Maybe one day someone will do for the entire Bible what Jefferson did for the New Testament and excise all those parts that are almost certainly false or that do not have any moral instruction anyway (memorizing a long list of names of descendants of David is about as helpful in raising my children or deciding optimal tax rates as memorizing the cast of Gilligan's Island). It would be a thinner, better book, perhaps with an appendix apologizing for all those killed in its name and all those murdered for stating what most of us agree to be not just true, but trite: that it was written by angry, vengeful, occasionally murderous men who wanted us to believe that they were created in the image of an equally angry, vengeful and occasionally murderous god.

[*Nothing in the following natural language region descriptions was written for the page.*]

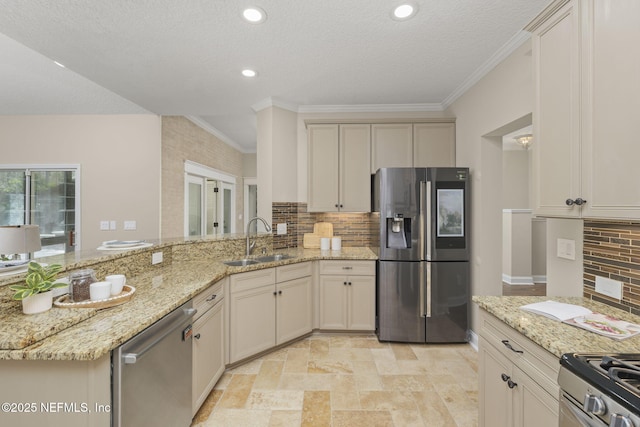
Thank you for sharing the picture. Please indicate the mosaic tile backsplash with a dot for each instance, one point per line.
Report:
(612, 250)
(356, 229)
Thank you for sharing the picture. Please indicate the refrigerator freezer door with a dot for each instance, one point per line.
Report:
(399, 293)
(448, 296)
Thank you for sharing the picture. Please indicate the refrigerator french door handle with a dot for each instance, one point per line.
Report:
(423, 284)
(428, 289)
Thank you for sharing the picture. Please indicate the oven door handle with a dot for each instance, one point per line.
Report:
(581, 417)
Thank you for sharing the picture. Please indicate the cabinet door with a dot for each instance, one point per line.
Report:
(556, 119)
(532, 405)
(323, 168)
(610, 145)
(252, 326)
(293, 309)
(355, 176)
(333, 302)
(362, 303)
(495, 396)
(391, 146)
(434, 145)
(208, 353)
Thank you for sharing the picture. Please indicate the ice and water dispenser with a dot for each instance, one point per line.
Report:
(398, 232)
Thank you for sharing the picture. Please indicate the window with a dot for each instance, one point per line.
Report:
(209, 201)
(47, 196)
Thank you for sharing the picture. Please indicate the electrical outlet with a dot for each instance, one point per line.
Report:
(609, 287)
(281, 228)
(156, 258)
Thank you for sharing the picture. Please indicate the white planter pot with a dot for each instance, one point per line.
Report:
(37, 303)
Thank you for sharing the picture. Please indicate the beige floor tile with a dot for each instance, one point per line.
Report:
(316, 409)
(285, 418)
(349, 380)
(237, 392)
(361, 419)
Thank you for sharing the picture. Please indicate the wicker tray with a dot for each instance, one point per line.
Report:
(121, 298)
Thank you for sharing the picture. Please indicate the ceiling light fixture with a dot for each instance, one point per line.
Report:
(404, 11)
(525, 140)
(254, 14)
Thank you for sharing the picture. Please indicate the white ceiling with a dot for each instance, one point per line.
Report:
(173, 57)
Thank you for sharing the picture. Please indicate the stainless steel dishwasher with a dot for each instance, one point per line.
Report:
(152, 374)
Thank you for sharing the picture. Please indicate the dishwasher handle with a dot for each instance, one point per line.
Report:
(173, 324)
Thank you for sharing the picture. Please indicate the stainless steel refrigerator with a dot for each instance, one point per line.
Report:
(423, 260)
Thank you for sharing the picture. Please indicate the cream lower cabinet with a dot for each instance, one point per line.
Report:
(517, 380)
(208, 343)
(267, 308)
(347, 295)
(338, 167)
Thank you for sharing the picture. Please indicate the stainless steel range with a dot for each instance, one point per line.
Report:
(599, 390)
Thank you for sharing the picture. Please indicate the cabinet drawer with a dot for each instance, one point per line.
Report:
(252, 279)
(293, 271)
(536, 362)
(346, 267)
(208, 298)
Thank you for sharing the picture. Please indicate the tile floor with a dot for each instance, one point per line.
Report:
(349, 380)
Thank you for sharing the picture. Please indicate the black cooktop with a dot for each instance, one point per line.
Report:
(616, 375)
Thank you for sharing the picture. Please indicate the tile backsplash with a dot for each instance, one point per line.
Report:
(612, 250)
(356, 229)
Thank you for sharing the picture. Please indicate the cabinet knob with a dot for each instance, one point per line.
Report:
(579, 201)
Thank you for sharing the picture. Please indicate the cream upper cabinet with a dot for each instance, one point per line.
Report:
(587, 99)
(339, 177)
(323, 168)
(391, 145)
(556, 121)
(610, 111)
(434, 145)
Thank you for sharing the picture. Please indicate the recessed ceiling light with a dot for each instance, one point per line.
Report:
(254, 14)
(404, 11)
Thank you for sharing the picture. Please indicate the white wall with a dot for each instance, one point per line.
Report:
(120, 165)
(503, 96)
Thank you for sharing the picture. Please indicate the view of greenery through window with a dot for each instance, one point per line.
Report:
(46, 197)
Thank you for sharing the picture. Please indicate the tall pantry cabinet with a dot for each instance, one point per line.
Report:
(587, 96)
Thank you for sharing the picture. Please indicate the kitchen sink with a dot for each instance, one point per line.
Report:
(272, 258)
(241, 262)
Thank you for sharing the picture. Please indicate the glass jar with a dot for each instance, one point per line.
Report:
(79, 282)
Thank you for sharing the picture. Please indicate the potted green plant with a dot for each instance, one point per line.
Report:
(35, 293)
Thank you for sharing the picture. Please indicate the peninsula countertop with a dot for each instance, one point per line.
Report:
(159, 291)
(556, 337)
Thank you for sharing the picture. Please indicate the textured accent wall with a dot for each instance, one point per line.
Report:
(612, 250)
(356, 229)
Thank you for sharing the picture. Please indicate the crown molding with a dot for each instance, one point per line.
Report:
(507, 49)
(369, 108)
(215, 132)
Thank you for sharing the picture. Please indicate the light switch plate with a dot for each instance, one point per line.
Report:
(609, 287)
(566, 249)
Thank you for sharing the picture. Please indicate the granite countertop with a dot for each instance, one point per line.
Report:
(88, 334)
(554, 336)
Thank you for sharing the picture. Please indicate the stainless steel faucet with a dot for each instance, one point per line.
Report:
(250, 245)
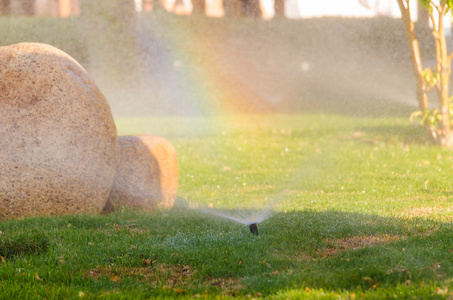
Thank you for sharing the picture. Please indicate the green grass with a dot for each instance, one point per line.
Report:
(362, 208)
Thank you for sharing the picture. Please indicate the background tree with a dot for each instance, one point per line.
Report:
(437, 121)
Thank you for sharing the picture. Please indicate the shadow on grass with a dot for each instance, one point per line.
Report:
(330, 250)
(395, 133)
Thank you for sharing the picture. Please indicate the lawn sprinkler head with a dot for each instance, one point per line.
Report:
(254, 229)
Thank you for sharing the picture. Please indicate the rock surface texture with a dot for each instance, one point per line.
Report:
(147, 173)
(58, 141)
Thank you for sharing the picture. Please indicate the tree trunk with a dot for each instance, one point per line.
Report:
(443, 69)
(422, 96)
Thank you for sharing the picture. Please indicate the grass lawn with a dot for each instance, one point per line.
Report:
(362, 208)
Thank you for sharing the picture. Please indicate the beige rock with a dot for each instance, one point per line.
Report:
(58, 141)
(147, 174)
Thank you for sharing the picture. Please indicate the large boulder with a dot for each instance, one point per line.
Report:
(58, 141)
(147, 174)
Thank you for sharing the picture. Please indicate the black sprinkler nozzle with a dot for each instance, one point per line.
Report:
(254, 229)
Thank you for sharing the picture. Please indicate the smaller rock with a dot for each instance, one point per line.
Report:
(147, 173)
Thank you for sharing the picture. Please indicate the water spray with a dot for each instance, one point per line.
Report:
(254, 229)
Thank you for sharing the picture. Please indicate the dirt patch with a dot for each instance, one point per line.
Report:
(422, 212)
(358, 242)
(161, 274)
(165, 276)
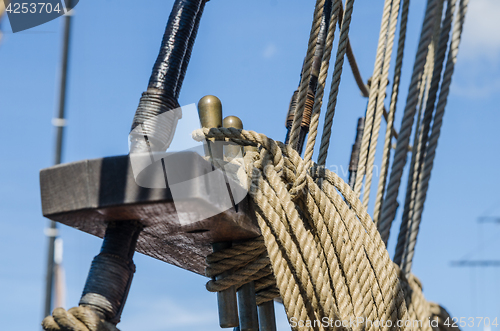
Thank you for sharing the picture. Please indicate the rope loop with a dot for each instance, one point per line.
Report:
(319, 251)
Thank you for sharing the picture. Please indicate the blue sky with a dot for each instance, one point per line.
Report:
(249, 54)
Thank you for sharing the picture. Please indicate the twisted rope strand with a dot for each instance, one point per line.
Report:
(323, 75)
(392, 111)
(436, 131)
(390, 202)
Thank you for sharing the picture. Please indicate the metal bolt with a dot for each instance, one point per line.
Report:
(267, 319)
(226, 300)
(247, 308)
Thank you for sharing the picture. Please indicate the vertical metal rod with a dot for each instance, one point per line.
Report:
(210, 113)
(226, 300)
(232, 150)
(353, 164)
(267, 319)
(59, 124)
(247, 308)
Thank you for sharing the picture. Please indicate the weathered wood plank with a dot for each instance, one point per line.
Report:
(87, 194)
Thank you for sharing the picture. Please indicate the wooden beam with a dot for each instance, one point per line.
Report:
(87, 194)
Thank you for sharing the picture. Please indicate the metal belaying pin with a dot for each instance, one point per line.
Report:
(210, 113)
(247, 306)
(232, 150)
(267, 319)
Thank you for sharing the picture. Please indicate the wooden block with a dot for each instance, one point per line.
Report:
(87, 194)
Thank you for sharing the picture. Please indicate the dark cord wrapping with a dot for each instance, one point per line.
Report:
(111, 272)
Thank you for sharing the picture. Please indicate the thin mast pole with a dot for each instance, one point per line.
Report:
(59, 123)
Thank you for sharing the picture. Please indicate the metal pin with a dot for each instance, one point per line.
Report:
(226, 300)
(210, 113)
(232, 150)
(267, 319)
(247, 308)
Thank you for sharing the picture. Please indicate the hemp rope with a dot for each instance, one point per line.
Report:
(306, 73)
(435, 58)
(392, 111)
(325, 252)
(334, 88)
(434, 137)
(376, 99)
(390, 201)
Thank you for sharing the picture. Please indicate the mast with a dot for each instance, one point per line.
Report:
(59, 123)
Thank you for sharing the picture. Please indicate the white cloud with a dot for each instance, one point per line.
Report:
(269, 51)
(481, 36)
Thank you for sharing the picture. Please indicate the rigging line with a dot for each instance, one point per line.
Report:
(415, 157)
(306, 73)
(325, 63)
(363, 88)
(436, 131)
(389, 204)
(334, 88)
(392, 110)
(376, 101)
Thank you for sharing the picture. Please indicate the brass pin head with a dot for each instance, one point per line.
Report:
(233, 122)
(210, 112)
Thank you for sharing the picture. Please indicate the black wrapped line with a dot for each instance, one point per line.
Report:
(187, 55)
(111, 272)
(169, 69)
(153, 128)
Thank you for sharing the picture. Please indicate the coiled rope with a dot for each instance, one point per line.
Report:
(326, 255)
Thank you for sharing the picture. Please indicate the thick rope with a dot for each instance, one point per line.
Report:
(434, 137)
(435, 59)
(390, 202)
(376, 99)
(392, 111)
(334, 88)
(80, 318)
(306, 73)
(323, 75)
(326, 255)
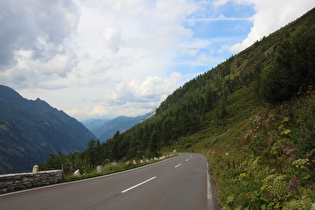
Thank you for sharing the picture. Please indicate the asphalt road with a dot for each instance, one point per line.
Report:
(177, 183)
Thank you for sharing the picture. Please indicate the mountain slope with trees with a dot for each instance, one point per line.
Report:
(252, 116)
(31, 130)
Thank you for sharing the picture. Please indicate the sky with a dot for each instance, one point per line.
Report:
(106, 58)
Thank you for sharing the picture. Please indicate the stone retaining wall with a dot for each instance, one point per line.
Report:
(13, 182)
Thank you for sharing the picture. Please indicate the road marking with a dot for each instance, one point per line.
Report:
(178, 165)
(137, 185)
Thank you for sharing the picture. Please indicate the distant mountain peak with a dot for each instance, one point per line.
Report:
(31, 129)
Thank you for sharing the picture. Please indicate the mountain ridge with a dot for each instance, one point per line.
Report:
(31, 129)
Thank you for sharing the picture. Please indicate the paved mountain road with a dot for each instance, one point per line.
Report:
(177, 183)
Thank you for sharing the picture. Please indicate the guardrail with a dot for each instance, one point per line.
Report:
(21, 181)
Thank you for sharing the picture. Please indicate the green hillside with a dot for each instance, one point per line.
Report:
(252, 116)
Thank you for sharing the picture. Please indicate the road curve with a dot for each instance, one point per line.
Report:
(181, 182)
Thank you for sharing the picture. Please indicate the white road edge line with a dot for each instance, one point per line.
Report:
(177, 165)
(137, 185)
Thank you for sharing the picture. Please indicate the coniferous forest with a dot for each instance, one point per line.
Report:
(252, 116)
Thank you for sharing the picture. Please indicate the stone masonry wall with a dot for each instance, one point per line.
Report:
(13, 182)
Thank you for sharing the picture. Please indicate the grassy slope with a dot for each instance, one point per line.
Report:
(257, 153)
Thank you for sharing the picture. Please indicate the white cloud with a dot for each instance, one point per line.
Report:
(122, 57)
(270, 16)
(113, 38)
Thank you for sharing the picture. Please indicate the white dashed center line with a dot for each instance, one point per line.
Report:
(178, 165)
(137, 185)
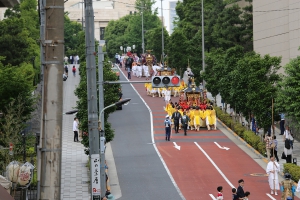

It seems to me that people are wired in such a way that most of them cannot live in a world in which they do not have some sense of connection to some force or power beyond themselves. Religious traditions, even ones that are patently wrong about some matters and absurdly so about others, give a sense of comfort that makes it very hard for its followers to test them critically. Since most have been lied to that their religion has a monopoly on truth or faith and that putting on other faith glasses will only make the world appear black, the impulse to just keep doing what mom and dad did, passing this relatively unexamined package of beliefs and moral dictates onto our children is made only stronger.
In an ideal world, we would all be rational, compassionate, and fearlessly self-critical, but we don't live in that world and perhaps never will (although 150 years ago, it would have been hard to imagine a world without de jure slavery and we got there). Religion seems to be dying a natural death as people evolve away from its less useful teachings - slavery and stoning of women come to mind, along with circumcision and absurd dietary restrictions (avoidance of rabbit and pork) come to mind - and realize the world does not end as Leviticus intoned it would.
It was while under attack, the Catholic church launched the Crusades and the Inquisition. Fearing for its life, Protestant faiths in the New World saw witches behind every tree. But left alone, these faiths mellowed out and became marginalized. We no longer burn people alive in the public square not only because brave men and women of conscience stood up to the religious bullies and hypocrites of their time (I number Jesus as one of those men of conscience) but because men and women who had jobs and families and real problems to solve slowly woke up to the idea that the teachings of a group of unelected men were not very helpful in running a government or guiding scientific research. We can even celebrate Christmas in Massachusetts, something that you could have been fined for (Christmas is not mentioned in the Bible) until the early 19th century, thanks to the quiet marginalization of the religious extremists who tried to create a theocracy but ended up founding a much more pluralistic and diverse place than they ever imagined.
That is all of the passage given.